Mark Irwin

Three Poems and a Translation
June 24, 2024 Irwin Mark

Between

 

In life I was chasing a deer. In sleep the deer
was chasing me. In life I was climbing a mountain.
In sleep I was a tree, a pine among many pines in wind.
A friend’s lying down there now under the dry needles.
In life I was swimming across the warm lake in June.
In sleep I was under a rock, a tadpole turning into

 

a frog. In sleep I gave the homeless man
a burrito. In life they kicked him into a ditch
then beat him with rebar. In sleep I’m stepping through
mist into an ocean’s brine. In life I’m watching its
waves uncurl through pixels on an iPad’s screen.
Angry, sometimes it’s hard to sleep till in life
we find beauty in small details. Life and sleep seem close
until when awakening all the senses close.

 

 

How long, how bright?

 

Waking to hands all over my face, each one giving everything, nothing.

 

—The hawk, high, gliding through a thermal, turning above
where its mate was killed on the powerline. Without

 

falling, how marvelous this world
where hello means how long, how bright? Speckles of blood
on a wedding dress where her nose bled at the waterfall. She blinked

 

then the children were grown, her parents
shuffling through the dusk. Or how you could say each sleep is a partial shadow,
building a far horizon we try to describe in words
that continue to fail, except green still opening its sound

 

in winter’s keening light, the difficult becoming
more beautiful.

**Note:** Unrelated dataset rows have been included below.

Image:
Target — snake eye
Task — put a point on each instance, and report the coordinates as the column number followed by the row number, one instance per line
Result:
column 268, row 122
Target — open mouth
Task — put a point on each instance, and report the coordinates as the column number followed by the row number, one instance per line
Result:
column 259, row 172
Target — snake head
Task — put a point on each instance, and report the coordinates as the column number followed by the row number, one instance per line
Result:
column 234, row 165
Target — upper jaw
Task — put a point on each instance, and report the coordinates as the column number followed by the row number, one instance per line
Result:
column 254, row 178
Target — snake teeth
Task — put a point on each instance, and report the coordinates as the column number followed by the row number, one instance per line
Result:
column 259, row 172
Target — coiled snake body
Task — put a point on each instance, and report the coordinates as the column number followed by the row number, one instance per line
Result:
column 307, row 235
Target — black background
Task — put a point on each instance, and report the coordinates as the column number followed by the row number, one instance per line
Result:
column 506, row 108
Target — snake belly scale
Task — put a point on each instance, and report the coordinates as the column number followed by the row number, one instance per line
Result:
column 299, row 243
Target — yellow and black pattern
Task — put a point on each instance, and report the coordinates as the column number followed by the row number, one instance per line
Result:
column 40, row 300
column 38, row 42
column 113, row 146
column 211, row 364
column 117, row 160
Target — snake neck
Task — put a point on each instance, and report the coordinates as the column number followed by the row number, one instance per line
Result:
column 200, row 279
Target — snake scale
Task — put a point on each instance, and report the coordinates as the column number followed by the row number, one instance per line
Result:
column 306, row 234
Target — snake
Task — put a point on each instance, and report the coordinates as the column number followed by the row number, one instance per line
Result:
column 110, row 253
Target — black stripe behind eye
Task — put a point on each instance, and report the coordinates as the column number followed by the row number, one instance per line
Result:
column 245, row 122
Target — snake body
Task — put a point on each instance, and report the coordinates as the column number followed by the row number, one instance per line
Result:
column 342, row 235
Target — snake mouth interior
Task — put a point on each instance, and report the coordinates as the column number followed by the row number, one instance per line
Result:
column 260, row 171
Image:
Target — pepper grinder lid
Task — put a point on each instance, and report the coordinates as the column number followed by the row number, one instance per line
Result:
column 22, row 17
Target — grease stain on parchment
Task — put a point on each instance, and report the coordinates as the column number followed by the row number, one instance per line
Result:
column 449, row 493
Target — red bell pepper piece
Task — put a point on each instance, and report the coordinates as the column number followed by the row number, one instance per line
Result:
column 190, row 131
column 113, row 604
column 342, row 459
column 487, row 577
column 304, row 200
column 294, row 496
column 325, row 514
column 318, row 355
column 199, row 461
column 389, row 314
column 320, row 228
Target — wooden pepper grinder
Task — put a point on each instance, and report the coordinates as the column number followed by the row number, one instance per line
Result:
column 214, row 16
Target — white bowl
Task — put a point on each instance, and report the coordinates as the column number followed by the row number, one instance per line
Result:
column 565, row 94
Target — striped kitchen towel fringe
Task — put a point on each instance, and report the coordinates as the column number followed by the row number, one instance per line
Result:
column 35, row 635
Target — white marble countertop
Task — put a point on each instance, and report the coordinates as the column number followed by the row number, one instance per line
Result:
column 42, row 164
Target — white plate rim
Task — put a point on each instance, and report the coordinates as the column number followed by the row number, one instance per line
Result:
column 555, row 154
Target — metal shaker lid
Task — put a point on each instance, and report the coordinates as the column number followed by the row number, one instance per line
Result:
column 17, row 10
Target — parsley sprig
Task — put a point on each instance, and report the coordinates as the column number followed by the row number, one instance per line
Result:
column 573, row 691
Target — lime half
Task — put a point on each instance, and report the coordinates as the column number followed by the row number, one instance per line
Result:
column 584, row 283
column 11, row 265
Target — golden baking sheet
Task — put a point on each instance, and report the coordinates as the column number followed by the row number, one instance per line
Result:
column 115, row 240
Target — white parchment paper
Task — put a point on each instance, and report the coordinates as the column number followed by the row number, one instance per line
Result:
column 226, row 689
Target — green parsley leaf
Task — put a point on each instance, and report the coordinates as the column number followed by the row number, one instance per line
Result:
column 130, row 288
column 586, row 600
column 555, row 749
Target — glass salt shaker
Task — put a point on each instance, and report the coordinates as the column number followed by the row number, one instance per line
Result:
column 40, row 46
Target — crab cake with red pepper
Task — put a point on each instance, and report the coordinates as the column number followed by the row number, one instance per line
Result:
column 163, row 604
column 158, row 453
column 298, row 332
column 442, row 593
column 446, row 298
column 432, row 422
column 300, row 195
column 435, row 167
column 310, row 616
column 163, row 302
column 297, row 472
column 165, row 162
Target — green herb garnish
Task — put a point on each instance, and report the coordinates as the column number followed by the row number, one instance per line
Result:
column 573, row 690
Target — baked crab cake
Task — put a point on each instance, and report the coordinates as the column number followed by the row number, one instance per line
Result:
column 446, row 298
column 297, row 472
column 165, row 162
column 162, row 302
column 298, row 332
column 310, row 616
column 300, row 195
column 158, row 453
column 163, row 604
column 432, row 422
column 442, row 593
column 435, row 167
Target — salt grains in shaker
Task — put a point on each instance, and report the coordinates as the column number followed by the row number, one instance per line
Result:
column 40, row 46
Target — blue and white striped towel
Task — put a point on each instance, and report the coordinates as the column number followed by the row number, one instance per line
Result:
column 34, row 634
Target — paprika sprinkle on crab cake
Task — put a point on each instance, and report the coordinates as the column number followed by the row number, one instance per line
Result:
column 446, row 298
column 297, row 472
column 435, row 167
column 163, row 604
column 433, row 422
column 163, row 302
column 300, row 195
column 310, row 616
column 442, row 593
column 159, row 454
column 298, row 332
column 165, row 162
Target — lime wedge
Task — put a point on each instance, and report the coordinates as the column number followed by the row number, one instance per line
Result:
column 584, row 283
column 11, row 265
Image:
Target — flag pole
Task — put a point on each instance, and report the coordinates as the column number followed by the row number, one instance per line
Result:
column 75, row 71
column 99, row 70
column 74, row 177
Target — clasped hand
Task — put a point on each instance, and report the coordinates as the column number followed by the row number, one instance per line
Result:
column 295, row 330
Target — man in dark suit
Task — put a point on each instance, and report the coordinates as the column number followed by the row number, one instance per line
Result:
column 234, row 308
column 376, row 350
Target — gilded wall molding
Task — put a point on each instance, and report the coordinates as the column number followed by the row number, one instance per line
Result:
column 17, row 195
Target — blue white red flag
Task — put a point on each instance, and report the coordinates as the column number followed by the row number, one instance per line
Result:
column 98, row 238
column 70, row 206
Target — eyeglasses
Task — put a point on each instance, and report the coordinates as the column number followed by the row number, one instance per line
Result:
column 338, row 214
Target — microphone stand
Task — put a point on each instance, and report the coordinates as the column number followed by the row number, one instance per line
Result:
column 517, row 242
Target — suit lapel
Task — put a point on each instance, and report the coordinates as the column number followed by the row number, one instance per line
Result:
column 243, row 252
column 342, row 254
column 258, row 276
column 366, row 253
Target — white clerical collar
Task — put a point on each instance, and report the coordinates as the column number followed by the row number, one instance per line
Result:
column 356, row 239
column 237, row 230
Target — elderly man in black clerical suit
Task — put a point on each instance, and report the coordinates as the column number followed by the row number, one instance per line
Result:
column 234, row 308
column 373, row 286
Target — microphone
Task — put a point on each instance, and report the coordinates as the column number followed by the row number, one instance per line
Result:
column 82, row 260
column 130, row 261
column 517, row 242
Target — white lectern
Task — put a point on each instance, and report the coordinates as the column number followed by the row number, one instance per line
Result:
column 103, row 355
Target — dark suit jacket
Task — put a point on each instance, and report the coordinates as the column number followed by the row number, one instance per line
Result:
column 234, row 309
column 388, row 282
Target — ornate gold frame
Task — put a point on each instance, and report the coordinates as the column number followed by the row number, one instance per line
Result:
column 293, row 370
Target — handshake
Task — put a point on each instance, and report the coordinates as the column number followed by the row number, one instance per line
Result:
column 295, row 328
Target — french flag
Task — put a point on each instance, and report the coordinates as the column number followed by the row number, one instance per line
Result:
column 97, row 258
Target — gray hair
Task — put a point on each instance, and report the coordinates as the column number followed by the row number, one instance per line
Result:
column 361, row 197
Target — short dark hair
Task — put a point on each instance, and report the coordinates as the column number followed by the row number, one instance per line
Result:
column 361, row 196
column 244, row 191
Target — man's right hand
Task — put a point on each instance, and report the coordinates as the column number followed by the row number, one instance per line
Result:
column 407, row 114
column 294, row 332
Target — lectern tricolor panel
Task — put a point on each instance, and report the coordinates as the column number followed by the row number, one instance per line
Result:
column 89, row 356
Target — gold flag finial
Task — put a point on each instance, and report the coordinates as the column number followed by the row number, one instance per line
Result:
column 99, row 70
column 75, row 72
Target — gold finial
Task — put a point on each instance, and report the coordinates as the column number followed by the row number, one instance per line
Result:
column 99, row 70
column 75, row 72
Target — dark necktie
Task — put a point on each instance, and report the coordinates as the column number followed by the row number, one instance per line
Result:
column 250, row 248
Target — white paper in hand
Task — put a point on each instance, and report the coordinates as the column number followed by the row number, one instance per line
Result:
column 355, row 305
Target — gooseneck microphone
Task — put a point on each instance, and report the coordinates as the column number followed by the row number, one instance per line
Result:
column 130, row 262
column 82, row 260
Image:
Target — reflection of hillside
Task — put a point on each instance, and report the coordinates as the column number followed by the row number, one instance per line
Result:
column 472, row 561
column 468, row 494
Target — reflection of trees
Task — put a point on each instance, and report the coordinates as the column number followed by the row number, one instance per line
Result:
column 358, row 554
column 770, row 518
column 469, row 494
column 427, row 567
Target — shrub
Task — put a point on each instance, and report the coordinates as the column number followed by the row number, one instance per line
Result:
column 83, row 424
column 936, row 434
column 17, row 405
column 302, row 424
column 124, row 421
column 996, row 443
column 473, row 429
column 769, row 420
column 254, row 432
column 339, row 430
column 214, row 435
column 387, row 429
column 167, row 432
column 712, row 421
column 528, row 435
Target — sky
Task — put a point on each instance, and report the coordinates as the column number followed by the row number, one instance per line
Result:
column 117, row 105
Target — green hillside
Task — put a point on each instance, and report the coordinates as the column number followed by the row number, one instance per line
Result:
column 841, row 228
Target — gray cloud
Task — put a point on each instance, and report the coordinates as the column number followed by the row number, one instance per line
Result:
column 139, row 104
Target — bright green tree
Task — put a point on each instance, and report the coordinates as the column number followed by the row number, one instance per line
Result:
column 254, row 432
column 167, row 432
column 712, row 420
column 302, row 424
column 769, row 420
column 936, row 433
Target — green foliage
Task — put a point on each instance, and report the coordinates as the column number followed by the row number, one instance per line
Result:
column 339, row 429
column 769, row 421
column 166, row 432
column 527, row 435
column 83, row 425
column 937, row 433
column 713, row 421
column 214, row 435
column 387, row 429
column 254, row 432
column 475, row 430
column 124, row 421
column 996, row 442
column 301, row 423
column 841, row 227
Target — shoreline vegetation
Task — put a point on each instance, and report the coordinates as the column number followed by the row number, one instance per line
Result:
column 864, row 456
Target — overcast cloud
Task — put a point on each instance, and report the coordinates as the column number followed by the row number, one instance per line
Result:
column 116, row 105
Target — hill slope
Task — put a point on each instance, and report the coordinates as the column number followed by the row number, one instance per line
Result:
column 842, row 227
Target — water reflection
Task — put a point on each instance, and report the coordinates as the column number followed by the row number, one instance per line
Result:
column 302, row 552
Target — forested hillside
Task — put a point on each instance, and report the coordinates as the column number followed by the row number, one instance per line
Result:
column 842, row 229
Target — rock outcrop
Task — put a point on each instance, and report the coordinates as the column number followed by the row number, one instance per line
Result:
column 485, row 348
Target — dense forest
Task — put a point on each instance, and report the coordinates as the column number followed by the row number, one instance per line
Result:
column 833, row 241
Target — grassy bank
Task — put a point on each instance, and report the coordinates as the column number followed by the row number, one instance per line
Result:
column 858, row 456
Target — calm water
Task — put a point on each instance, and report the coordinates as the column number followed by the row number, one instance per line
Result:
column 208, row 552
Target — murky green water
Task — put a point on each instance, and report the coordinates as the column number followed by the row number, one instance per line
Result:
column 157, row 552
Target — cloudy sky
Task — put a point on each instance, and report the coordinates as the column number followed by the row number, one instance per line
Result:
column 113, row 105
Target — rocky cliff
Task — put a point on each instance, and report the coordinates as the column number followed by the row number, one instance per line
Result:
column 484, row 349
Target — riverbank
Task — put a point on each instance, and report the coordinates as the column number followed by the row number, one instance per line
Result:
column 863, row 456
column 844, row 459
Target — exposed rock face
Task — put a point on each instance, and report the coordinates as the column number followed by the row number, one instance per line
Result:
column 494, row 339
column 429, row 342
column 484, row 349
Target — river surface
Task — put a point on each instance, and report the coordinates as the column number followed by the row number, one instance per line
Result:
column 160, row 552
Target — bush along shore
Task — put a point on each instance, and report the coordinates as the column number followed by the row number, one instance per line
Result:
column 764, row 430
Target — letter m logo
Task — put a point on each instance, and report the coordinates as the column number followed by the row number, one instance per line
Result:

Kathleen Battle holding the “a” in Hallelujah, or that giraffe
reaching its tongue through thorns for acacia leaves at dawn.

 

 

For luck

 

In the park someone crafts a giant head made from a sheet
stuffed with other sheets and mounts it on the hill with a pole.
Long ropes hang like hair from the head and whenever anyone dies,
a family would come and tie a knot in one rope. After many
years, each rope has many knots and people travel far to touch
these limp, coiled forms for luck. —Large and small hands alike reaching
to touch. Someone spray-paints the head green one day, and the next month
another brushes yellow spikes so that it appears the head wears a crown.
The image grows famous and travelers are seen with its image tattooed
on their arms. Ceremonies are held on the grass around it at dusk
till one March day a homeless man’s found dead there, beaten and tied up
with the knotted ropes, and that morning the river—running through the park—
stops, birds, mid-flight, freeze in the air, people abandon their ceased cars
on the street, and single file they come toward that torn, stuffed head,
each pressing a face close, just once, or ever again in sleep.

 

 

Life

 

A child is born
into a great landscape
half a century later
he’s just a dead soldier
and this was the man
we saw appear and set down
a heavy sack of apples
two or three of which rolled
making sound among sounds of a world
where the bird sang on the door’s
stone threshold.

 

Translated from the French by Mark Irwin

 

Vie

 

Il naît un enfant
dans un grand paysage
un demi-siècle après
il n’est qu’un soldat mort
et c’était là cet homme
que l’on vit apparaître
et puis poser par terre
tout un lourd sac de pommes
dont deux ou trois roulèrent
bruit parmi ceux d’un monde
où l’oiseau chantait
sur la pierre du seuil.

 

Jean Follain

Mark Irwin’s thirteen collections of poetry include Once When Green (Juniper Prize for Poetry, 2025), Joyful Orphan (2023), Shimmer (2020) Philip Levine Prize for Poetry, American UrnNew & Selected Poems (1987- 2014), Tall If (2009), and Bright Hunger (2004). He recently completed a long translation project entitled Zanzibar: Selected Poems & Letters of Arthur Rimbaud, with an afterword by Alain Borer.